Aedion gestured toward the source of that answering blast of magic, now warring with the Valg princes’ power. “If the Fae royals can make ice, then they can unfreeze it. Right beneath Morath’s feet.”
Galan’s turquoise eyes flickered, either at the plan or the fact that Aelin would not be the one enacting it. “Morath might see through us.”
“There’s little other option.” From Perranth, they’d have access to more supplies, perhaps fresh troops rallying to them from the city itself. To retreat, though …
Aedion surveyed the lines being picked off one by one, the soldiers on their last legs.
Retreat and live. Fight and die.
For this resistance would founder, if they kept at this. Here, on the southern plains, they’d be ended.
There was no guarantee Rowan and the others would find Aelin. That Dorian and Manon might retrieve the third Wyrdkey and then give them to his queen, should she get free, should she find them in this mess of a world. No guarantee how many Crochans Manon might rally, if any.
With the armada spread too thin along Terasen’s coast to be of any use, only Ansel of Briarcliff’s remaining forces could offer some relief. If they weren’t all clean-picked bones by then. There was little choice but to hold out until they arrived. Their last allies.
Because Rolfe and the Mycenians … there was no guarantee that they would come. No word.
“Order the retreat,” Aedion said to the prince. “And get word to Endymion and Sellene that we’ll need their power as soon as we begin to run.”
To throw all their magic into a mighty shield to guard their backs while they tried to put as many miles between them and Morath as possible.
Galan nodded, shoving his bloody helmet over his dark hair, and stalked through the chaotic mass of soldiers.

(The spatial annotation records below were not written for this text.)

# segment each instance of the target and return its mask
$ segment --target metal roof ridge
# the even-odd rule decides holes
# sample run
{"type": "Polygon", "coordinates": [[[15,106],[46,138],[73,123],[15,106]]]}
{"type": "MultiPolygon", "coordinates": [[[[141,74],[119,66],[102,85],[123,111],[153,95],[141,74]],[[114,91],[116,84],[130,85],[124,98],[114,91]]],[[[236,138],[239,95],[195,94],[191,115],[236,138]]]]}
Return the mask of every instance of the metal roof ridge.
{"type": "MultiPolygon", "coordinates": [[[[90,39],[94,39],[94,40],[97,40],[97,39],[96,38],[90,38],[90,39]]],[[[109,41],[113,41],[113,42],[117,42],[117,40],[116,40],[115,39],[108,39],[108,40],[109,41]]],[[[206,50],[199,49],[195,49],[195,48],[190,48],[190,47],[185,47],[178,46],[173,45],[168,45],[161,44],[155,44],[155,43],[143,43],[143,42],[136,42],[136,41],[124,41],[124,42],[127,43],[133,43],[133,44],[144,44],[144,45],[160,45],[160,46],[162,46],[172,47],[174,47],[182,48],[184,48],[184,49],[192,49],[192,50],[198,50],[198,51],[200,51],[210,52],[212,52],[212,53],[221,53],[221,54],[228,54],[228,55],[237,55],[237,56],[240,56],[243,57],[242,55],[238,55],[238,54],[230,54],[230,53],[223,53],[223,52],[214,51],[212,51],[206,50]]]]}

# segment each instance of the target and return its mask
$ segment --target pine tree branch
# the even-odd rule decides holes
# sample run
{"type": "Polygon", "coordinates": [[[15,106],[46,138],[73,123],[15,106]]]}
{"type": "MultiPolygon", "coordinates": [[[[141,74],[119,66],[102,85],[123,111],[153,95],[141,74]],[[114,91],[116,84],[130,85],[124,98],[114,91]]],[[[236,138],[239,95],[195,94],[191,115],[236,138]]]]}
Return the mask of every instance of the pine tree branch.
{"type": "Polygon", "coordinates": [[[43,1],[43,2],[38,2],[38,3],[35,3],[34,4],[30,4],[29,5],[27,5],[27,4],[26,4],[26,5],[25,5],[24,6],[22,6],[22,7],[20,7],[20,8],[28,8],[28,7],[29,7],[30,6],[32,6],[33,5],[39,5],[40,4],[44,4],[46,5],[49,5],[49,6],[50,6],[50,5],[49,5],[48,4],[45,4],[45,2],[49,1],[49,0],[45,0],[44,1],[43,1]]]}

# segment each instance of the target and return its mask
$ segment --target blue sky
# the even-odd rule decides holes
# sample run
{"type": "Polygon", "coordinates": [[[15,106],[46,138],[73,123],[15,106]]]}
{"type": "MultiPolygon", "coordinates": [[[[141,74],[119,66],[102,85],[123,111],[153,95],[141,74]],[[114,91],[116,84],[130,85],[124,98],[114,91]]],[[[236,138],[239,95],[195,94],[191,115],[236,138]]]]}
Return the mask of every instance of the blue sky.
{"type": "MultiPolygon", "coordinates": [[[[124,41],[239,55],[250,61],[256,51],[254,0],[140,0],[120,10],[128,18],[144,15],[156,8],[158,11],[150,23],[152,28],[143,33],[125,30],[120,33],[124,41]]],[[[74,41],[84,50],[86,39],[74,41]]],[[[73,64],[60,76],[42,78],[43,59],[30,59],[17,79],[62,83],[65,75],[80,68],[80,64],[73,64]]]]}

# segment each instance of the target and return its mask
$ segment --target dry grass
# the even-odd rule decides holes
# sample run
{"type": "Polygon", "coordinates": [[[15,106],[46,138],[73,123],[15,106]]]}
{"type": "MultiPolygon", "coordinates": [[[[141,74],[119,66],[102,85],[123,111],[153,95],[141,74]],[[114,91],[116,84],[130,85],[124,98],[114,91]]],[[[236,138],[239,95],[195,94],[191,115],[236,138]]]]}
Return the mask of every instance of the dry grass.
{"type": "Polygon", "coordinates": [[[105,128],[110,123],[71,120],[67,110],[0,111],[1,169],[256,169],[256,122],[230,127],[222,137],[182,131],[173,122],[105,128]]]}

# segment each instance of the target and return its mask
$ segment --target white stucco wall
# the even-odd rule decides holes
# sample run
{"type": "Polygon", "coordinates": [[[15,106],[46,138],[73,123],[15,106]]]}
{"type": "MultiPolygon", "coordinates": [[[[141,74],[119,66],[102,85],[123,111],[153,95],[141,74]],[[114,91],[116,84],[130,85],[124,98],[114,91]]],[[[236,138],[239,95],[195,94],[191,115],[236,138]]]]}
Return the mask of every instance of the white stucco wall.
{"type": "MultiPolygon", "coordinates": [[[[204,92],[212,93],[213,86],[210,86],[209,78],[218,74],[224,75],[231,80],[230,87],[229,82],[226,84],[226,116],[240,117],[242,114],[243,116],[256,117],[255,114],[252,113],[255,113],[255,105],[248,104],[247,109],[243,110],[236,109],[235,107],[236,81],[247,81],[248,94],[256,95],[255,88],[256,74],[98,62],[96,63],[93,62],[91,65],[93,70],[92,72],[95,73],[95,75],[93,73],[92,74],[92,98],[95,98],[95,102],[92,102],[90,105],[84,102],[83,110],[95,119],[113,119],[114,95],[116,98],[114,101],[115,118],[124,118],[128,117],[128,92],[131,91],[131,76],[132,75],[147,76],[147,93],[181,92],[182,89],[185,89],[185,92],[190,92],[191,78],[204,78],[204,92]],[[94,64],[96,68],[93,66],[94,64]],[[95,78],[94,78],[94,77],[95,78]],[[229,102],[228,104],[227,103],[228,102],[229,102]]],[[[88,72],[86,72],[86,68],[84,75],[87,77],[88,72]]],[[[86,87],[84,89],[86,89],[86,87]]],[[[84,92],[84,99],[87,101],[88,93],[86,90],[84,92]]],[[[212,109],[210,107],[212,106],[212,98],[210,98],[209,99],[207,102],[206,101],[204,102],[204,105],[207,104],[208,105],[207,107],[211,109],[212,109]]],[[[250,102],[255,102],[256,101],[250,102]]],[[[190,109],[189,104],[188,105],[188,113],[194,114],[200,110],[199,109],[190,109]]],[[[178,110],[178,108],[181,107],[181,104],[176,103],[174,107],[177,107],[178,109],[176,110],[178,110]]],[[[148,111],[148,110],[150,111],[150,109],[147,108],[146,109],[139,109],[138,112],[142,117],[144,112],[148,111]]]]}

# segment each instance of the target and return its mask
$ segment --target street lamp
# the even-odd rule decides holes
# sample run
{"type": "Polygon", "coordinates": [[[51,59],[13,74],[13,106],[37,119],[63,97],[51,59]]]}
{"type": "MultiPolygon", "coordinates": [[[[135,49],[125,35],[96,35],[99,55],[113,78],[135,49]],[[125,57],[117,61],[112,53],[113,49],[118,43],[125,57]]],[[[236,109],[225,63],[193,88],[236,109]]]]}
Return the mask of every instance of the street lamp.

A retreat. This soon, this fast. For all his training, the brutal years of learning and fighting and leading, this was what it had come to.

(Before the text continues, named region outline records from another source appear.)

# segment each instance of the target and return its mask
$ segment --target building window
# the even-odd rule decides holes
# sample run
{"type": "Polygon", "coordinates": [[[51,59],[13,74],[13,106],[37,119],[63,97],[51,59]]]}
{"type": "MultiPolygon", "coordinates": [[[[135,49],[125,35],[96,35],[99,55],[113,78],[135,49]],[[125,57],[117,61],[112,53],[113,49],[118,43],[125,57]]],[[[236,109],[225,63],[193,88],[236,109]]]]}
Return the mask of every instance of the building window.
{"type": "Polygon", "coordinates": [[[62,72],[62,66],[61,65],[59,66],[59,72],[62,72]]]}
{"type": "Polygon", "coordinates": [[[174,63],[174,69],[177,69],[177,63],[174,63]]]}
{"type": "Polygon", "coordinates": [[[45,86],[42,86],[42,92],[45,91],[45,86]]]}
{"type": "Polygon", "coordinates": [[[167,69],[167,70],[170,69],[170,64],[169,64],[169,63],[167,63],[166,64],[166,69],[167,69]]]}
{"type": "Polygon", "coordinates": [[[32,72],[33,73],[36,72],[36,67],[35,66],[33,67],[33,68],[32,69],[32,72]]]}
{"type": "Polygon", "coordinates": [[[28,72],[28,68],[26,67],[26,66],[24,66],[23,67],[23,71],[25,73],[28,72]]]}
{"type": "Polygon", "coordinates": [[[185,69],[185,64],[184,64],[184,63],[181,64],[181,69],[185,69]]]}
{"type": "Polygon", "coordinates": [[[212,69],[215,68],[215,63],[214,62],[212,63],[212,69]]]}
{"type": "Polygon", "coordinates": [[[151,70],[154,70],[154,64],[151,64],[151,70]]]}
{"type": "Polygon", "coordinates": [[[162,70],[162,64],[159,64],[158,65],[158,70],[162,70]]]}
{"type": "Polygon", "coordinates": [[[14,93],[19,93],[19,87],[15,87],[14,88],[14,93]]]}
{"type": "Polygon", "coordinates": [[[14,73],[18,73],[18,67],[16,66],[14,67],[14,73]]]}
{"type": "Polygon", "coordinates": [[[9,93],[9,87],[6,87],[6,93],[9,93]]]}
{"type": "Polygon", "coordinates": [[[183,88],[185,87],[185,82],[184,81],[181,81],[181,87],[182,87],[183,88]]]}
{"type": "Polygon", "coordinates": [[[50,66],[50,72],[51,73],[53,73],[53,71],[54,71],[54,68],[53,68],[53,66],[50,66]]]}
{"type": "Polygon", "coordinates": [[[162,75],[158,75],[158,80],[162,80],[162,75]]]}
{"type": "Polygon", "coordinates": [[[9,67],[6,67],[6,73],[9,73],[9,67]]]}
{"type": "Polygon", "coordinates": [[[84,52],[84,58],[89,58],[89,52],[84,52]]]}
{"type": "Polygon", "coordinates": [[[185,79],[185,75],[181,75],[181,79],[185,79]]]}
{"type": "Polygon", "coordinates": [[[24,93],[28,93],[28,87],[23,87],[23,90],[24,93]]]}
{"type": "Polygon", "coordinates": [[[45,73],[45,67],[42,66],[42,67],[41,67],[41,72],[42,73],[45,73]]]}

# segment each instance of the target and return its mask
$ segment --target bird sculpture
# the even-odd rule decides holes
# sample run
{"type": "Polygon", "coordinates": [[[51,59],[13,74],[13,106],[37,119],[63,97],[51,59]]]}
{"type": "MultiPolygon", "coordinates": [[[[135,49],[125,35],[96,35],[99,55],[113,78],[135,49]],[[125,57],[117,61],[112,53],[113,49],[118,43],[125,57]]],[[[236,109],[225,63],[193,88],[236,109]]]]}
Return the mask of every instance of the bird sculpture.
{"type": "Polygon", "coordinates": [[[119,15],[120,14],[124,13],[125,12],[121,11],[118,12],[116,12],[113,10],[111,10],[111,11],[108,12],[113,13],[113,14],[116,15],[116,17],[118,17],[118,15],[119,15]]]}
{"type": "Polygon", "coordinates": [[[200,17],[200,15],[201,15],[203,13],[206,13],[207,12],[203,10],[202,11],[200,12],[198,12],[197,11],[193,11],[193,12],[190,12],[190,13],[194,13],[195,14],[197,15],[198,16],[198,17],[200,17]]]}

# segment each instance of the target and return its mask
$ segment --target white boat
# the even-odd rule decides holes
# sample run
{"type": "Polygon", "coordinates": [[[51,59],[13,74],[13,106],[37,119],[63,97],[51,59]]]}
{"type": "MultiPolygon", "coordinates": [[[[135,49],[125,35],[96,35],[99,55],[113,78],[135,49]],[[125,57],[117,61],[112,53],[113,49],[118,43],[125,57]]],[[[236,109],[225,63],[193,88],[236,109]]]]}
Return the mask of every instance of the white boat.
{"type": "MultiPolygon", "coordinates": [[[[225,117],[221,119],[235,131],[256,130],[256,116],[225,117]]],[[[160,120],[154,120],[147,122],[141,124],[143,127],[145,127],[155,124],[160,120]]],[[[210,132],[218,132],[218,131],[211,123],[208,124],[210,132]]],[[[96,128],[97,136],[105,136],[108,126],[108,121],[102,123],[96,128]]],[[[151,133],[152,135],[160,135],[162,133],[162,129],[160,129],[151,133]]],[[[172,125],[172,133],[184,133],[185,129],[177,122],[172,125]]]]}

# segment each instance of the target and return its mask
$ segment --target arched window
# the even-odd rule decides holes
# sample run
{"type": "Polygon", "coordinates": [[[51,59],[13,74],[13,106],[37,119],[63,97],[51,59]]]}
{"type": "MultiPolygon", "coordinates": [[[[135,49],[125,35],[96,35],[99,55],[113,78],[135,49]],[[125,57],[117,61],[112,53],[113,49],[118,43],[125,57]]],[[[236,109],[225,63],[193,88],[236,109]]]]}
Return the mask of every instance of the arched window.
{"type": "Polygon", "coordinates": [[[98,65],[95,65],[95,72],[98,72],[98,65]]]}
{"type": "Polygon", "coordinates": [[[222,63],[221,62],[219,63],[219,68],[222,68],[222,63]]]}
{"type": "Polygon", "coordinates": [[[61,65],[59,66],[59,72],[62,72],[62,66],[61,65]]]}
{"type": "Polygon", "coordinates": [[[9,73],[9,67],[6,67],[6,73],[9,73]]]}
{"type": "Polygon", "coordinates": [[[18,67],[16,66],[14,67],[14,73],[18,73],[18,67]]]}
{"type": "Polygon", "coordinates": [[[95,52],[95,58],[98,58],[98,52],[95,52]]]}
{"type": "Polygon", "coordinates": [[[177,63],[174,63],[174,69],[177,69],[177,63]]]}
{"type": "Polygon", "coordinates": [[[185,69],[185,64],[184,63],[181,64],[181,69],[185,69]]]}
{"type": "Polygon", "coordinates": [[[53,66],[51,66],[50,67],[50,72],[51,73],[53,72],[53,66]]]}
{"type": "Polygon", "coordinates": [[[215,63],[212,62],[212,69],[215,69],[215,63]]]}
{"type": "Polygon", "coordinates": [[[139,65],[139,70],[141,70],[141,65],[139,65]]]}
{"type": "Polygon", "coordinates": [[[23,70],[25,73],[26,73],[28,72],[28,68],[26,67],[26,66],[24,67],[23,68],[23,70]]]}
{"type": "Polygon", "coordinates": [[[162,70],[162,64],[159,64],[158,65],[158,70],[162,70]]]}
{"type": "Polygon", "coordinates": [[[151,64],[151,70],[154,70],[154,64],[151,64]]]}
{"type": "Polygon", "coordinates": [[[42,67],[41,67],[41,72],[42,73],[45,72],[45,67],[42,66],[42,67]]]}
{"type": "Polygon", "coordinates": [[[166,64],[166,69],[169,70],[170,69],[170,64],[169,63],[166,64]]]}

Would they even make it to Perranth?
The order with which the army had marched southward utterly collapsed on the flight back north. The Fae troops stayed at their rear, magic shields buckling, yet holding. Keeping Morath’s forces at bay by the foothills while they retreated toward Perranth.

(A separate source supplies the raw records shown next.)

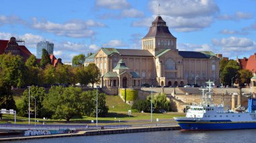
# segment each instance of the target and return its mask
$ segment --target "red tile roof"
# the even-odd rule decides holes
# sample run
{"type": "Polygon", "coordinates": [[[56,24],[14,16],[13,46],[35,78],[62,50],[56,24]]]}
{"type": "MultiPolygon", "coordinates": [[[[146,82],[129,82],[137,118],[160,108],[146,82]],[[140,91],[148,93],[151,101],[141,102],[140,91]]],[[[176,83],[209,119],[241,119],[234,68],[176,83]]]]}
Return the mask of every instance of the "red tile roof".
{"type": "Polygon", "coordinates": [[[246,69],[251,70],[253,73],[256,73],[256,53],[248,58],[246,69]]]}
{"type": "Polygon", "coordinates": [[[247,64],[248,58],[244,58],[242,59],[238,59],[238,62],[240,66],[242,69],[246,69],[246,66],[247,64]]]}
{"type": "Polygon", "coordinates": [[[7,46],[9,40],[0,40],[0,54],[5,53],[5,48],[7,46]]]}

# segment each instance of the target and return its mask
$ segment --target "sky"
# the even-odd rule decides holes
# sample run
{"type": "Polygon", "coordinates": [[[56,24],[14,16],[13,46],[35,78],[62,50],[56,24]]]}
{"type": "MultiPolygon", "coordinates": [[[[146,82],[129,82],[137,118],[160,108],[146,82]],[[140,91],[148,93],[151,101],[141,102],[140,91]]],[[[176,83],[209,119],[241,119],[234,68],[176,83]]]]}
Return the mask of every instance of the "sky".
{"type": "Polygon", "coordinates": [[[101,47],[141,49],[158,14],[179,50],[233,59],[256,52],[256,0],[1,0],[1,5],[0,40],[24,40],[34,54],[38,42],[53,42],[63,62],[101,47]]]}

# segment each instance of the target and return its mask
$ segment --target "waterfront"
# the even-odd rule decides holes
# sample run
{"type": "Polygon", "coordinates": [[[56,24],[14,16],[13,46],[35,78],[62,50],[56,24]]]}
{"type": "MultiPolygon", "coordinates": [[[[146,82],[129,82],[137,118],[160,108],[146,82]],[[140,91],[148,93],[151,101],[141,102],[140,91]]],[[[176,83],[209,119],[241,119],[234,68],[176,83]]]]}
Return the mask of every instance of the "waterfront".
{"type": "Polygon", "coordinates": [[[173,130],[19,140],[11,142],[255,142],[253,137],[255,132],[256,130],[202,132],[173,130]]]}

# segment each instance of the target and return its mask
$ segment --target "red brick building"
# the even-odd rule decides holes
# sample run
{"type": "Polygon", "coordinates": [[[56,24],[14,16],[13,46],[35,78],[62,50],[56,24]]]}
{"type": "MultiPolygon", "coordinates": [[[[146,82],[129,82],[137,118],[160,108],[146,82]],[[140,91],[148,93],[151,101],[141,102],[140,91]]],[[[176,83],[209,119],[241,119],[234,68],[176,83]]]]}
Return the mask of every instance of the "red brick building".
{"type": "Polygon", "coordinates": [[[254,75],[256,75],[256,53],[250,56],[249,58],[236,58],[236,61],[242,69],[249,70],[254,75]]]}

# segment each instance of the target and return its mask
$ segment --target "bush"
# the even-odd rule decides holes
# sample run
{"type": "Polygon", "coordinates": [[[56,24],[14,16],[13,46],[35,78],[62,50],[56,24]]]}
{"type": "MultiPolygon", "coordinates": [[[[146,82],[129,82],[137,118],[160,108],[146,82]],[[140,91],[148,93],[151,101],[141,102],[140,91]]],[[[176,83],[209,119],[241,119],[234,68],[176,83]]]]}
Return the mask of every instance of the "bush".
{"type": "Polygon", "coordinates": [[[119,92],[125,101],[135,101],[138,97],[139,91],[131,89],[120,89],[119,92]]]}
{"type": "Polygon", "coordinates": [[[139,111],[150,112],[150,101],[148,100],[136,100],[131,106],[132,109],[137,109],[139,111]]]}

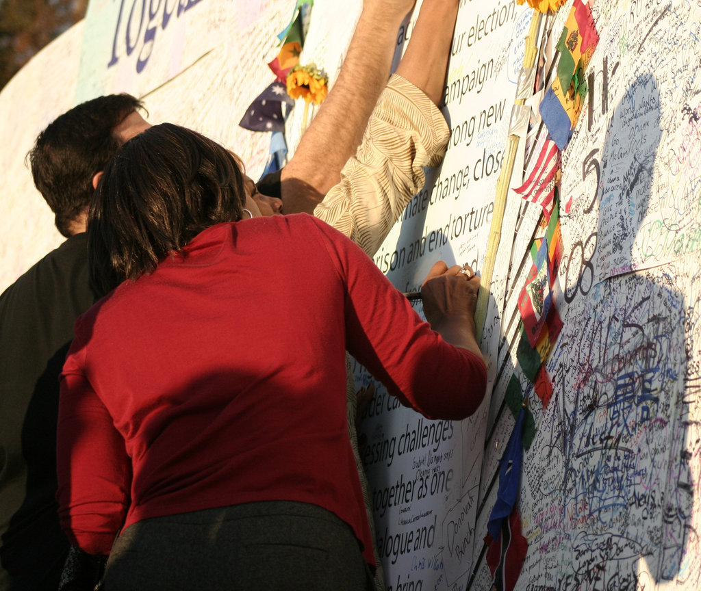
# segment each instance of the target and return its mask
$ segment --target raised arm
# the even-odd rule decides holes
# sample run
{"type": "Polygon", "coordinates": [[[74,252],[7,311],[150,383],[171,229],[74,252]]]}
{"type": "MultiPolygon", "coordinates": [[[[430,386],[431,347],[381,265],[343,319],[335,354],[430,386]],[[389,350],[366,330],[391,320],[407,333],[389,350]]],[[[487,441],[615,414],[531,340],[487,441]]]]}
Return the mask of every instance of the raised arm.
{"type": "Polygon", "coordinates": [[[397,74],[435,104],[443,95],[458,0],[424,0],[397,74]]]}
{"type": "Polygon", "coordinates": [[[458,0],[424,0],[397,75],[362,143],[314,215],[376,251],[411,197],[424,167],[440,163],[450,132],[437,109],[445,82],[458,0]]]}
{"type": "Polygon", "coordinates": [[[387,83],[399,26],[415,1],[364,2],[338,79],[280,174],[285,213],[312,213],[340,181],[387,83]]]}

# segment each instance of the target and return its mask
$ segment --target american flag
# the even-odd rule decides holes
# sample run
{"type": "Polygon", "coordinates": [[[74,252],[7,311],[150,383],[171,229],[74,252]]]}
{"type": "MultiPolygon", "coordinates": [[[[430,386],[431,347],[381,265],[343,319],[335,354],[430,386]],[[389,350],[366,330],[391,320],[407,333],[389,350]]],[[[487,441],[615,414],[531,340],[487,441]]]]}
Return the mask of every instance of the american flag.
{"type": "MultiPolygon", "coordinates": [[[[536,148],[537,149],[537,148],[536,148]]],[[[552,212],[555,185],[560,171],[560,153],[555,142],[547,137],[542,142],[536,164],[526,181],[514,189],[526,201],[537,203],[543,207],[547,221],[552,212]]]]}

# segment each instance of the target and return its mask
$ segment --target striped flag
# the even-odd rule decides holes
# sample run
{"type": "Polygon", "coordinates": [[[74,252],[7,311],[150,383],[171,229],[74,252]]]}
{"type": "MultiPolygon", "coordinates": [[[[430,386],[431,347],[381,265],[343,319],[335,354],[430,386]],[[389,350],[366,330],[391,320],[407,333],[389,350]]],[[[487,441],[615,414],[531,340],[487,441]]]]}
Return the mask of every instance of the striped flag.
{"type": "Polygon", "coordinates": [[[526,201],[537,203],[543,207],[547,221],[550,219],[555,185],[560,171],[560,153],[557,145],[550,137],[542,142],[536,164],[526,182],[514,189],[526,201]]]}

The grumbling amongst the limping, exhausted soldiers trickled past Lysandra as she trudged between them, wearing the form of a horse. She’d allowed a young man onto her back when she’d spied his guts nearly hanging out of his rent armor.
For long miles, his leaking blood had warmed her sides as he lay sprawled over her.
The warm trickle had long stopped. Frozen.
So had he.
She hadn’t the heart to dislodge him, to leave his dead body on the field to be trampled. His blood had frozen him to her anyway.
Each step was an effort of will, her own wounds healing faster than the soldiers’ around her. Many fell during the march toward Perranth. Some were picked up, hauled by their companions or strangers.
Some did not rise again.
The resistance was not supposed to break apart so soon.
The grumbling worsened the closer to Perranth they got, despite a quick few hours of rest that first night.Where is the queen? Where is her fire?
She couldn’t fight as Aelin—not convincingly, and not well enough to stay alive. And when the Fire-Bringer fought with no flame … they might know then.
She has run away. Again.
Two Silent Assassins noticed on the second night that the dead soldier still lay on Lysandra’s back.
They said nothing as they gathered warm water to melt the blood and gore that had bound him to her. Then to wash her.
In her roan mare form, she had no words to offer them, had no way to ask if they knew what she was. They treated her with kindness nonetheless.
No one made to reach for the lone horse roaming through the ramshackle camp. Some soldiers had erected tents. Many just slept beside the fires, under cloaks and jackets.